Created 05-18-2016 11:18 AM
Greetings
I am having the same problem I increased the heapsize as requested and my Hive/MR job fails
hive> set mapreduce.map.memory.mb=2048;
hive> set mapreduce.reduce.memory.mb=4096;
hive> select count(distinct warctype) from commoncrawl18 where warctype='warcinfo';
Query ID = jmill383_20160518141345_91d2a202-049e-4546-a9f7-e7183f2ff4bf
Total jobs = 1
Launching Job 1 out of 1
Number of reduce tasks determined at compile time: 1
In order to change the average load for a reducer (in bytes):
set hive.exec.reducers.bytes.per.reducer=<number>
In order to limit the maximum number of reducers:
set hive.exec.reducers.max=<number>
In order to set a constant number of reducers:
set mapreduce.job.reduces=<number>
Starting Job = job_1463594979064_0001, Tracking URL = http://starchild:8088/proxy/application_1463594979064_0001/
Kill Command = /opt/hadoop/bin/hadoop job -kill job_1463594979064_0001
Hadoop job information for Stage-1: number of mappers: 0; number of reducers: 0
2016-05-18 14:13:52,640 Stage-1 map = 0%, reduce = 0%
Ended Job = job_1463594979064_0001 with errors
Error during job, obtaining debugging information...

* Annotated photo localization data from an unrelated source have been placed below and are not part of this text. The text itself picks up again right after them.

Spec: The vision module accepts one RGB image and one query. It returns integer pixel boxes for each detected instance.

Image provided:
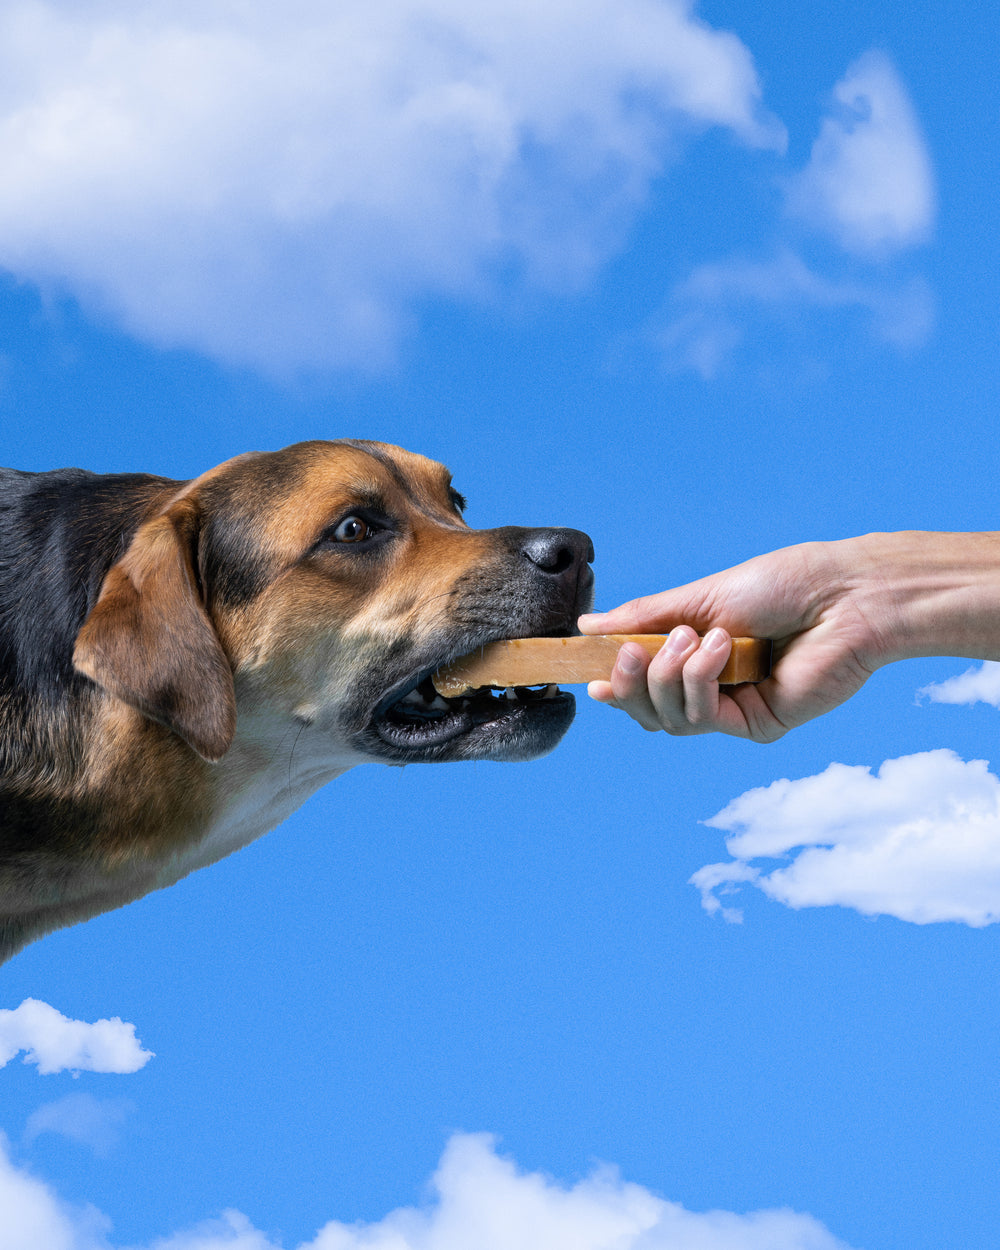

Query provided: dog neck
[0,696,363,962]
[163,705,363,887]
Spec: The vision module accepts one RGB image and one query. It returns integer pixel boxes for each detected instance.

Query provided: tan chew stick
[432,634,772,697]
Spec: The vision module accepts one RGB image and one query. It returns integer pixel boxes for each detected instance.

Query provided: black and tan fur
[0,440,593,962]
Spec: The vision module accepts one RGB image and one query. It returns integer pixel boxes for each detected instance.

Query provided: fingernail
[703,628,728,650]
[667,628,693,654]
[617,646,643,675]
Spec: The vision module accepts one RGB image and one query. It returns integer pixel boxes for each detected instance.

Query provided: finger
[585,642,665,731]
[674,633,789,741]
[587,678,615,704]
[608,641,651,697]
[648,629,757,739]
[632,625,702,730]
[586,645,649,707]
[578,589,701,636]
[604,642,664,731]
[726,681,789,743]
[592,626,794,742]
[679,628,731,725]
[577,611,606,634]
[640,627,728,733]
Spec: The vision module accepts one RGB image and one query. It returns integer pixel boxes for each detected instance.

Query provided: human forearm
[830,531,1000,669]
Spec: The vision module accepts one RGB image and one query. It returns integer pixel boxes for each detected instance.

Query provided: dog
[0,439,594,963]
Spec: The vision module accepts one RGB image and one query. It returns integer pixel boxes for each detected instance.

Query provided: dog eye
[331,516,372,543]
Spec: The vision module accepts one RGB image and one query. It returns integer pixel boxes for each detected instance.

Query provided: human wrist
[838,531,1000,668]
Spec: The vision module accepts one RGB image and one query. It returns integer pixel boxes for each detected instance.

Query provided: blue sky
[1,1,999,1247]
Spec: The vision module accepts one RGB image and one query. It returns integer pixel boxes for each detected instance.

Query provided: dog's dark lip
[370,682,575,756]
[372,625,579,718]
[366,627,578,757]
[373,664,440,719]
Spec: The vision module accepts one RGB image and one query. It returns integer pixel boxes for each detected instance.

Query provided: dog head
[73,440,594,768]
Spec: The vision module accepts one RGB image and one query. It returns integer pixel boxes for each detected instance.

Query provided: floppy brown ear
[73,497,236,762]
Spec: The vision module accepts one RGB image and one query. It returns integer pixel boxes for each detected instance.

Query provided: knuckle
[684,702,714,727]
[685,654,724,682]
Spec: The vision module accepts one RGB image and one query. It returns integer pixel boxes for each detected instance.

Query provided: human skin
[578,531,1000,742]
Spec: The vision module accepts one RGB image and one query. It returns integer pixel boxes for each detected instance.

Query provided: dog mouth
[368,667,575,762]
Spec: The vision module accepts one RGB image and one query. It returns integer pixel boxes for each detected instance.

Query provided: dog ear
[73,497,236,762]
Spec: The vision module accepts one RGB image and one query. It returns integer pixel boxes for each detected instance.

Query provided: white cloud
[144,1211,276,1250]
[654,49,936,378]
[0,999,153,1075]
[918,661,1000,709]
[786,50,935,255]
[23,1095,134,1158]
[658,248,933,378]
[0,1131,855,1250]
[692,749,1000,926]
[0,1132,112,1250]
[0,0,782,372]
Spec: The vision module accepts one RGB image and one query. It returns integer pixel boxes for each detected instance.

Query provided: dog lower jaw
[364,685,576,764]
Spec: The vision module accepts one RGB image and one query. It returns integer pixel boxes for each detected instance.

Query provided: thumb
[579,586,715,635]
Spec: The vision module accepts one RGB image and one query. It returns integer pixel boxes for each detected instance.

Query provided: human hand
[578,540,883,742]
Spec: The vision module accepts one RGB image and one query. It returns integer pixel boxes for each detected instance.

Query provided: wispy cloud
[0,0,782,373]
[918,661,1000,709]
[658,248,933,378]
[0,1000,153,1075]
[23,1094,134,1158]
[0,1131,855,1250]
[786,51,935,256]
[656,49,935,377]
[692,749,1000,926]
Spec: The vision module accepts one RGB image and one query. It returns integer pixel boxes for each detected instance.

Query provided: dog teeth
[399,680,559,712]
[400,688,451,712]
[500,684,561,702]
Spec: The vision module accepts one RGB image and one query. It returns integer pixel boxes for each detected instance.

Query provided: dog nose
[520,528,595,576]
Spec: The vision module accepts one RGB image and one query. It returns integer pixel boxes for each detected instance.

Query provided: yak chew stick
[432,634,772,697]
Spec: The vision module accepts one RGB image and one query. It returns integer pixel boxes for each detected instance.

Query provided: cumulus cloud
[918,661,1000,709]
[0,1132,112,1250]
[786,51,935,255]
[0,1131,855,1250]
[692,749,1000,926]
[0,999,153,1075]
[0,0,782,372]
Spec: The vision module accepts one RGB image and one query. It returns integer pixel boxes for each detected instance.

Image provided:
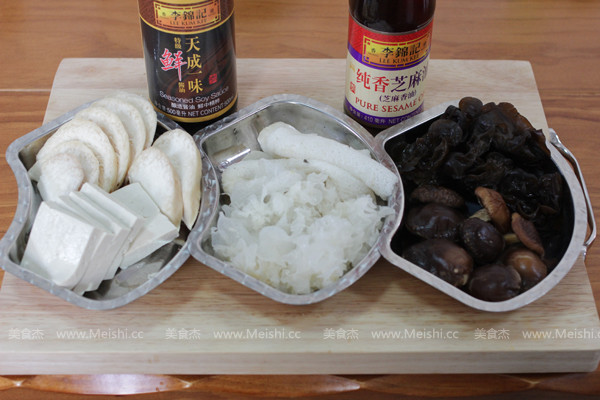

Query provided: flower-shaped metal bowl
[0,102,196,310]
[376,100,596,312]
[188,94,403,305]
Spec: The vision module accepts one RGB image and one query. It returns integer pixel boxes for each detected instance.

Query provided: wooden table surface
[1,0,600,398]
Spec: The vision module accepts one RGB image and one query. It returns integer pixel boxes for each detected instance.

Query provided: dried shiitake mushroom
[475,186,510,233]
[504,246,547,291]
[467,263,522,302]
[403,238,474,287]
[511,213,545,257]
[460,218,505,265]
[405,203,465,241]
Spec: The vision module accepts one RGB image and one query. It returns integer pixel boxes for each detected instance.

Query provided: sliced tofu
[52,197,117,294]
[21,202,104,288]
[110,183,178,269]
[67,191,135,280]
[79,183,144,239]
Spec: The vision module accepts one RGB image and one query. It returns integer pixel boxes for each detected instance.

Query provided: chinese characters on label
[345,17,432,128]
[154,0,221,31]
[160,36,205,83]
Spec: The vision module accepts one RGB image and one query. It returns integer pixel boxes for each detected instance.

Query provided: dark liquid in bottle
[138,0,237,135]
[349,0,435,32]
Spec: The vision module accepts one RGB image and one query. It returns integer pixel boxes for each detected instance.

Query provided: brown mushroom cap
[410,185,465,209]
[504,246,547,291]
[511,213,545,257]
[405,203,465,241]
[474,186,511,233]
[403,238,474,287]
[467,263,522,302]
[460,218,505,265]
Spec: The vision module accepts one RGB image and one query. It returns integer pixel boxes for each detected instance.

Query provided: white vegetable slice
[127,147,183,227]
[111,91,157,148]
[36,153,85,202]
[29,140,100,186]
[76,105,131,186]
[257,122,397,199]
[37,118,118,192]
[94,97,146,162]
[152,129,202,229]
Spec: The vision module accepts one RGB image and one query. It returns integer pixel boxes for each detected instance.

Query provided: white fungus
[210,134,396,294]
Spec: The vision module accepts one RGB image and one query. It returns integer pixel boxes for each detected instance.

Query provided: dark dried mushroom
[460,218,505,265]
[475,186,510,233]
[504,247,547,291]
[390,97,570,303]
[511,213,545,256]
[467,263,522,302]
[410,185,465,208]
[459,96,483,120]
[403,238,474,287]
[428,119,464,147]
[405,203,465,241]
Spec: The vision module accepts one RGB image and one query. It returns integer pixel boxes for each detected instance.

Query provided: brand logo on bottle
[154,0,221,31]
[362,31,431,69]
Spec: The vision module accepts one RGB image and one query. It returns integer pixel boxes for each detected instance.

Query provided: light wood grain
[0,58,598,375]
[1,0,600,397]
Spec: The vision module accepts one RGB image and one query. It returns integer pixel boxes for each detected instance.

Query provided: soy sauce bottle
[344,0,436,132]
[138,0,238,134]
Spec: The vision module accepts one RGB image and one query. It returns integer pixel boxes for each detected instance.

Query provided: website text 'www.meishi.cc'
[55,328,144,340]
[370,328,460,340]
[521,328,600,340]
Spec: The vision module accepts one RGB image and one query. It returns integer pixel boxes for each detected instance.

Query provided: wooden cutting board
[0,58,598,374]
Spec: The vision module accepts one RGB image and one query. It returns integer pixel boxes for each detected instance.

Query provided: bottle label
[138,0,237,123]
[345,15,433,128]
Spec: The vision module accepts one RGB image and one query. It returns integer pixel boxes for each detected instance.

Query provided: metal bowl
[0,102,193,310]
[188,94,403,304]
[375,100,596,312]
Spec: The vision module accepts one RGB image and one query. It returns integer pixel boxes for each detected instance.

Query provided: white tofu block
[21,202,103,288]
[79,183,143,235]
[68,191,134,279]
[52,197,116,295]
[119,212,178,269]
[111,183,179,269]
[110,182,160,218]
[80,183,146,279]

Job Tracking URL: http://starchild:8088/cluster/app/application_1463594979064_0001
FAILED: Execution Error, return code 2 from org.apache.hadoop.hive.ql.exec.mr.MapRedTask
MapReduce Jobs Launched:
Stage-Stage-1: HDFS Read: 0 HDFS Write: 0 FAIL
Total MapReduce CPU Time Spent: 0 msec
Is there another alternative remedy for this? Please advise
John M
Created 05-19-2016 12:41 AM
I'm not seeing the same issue here.
Check the yarn application logs. It will surely contain information about the issue.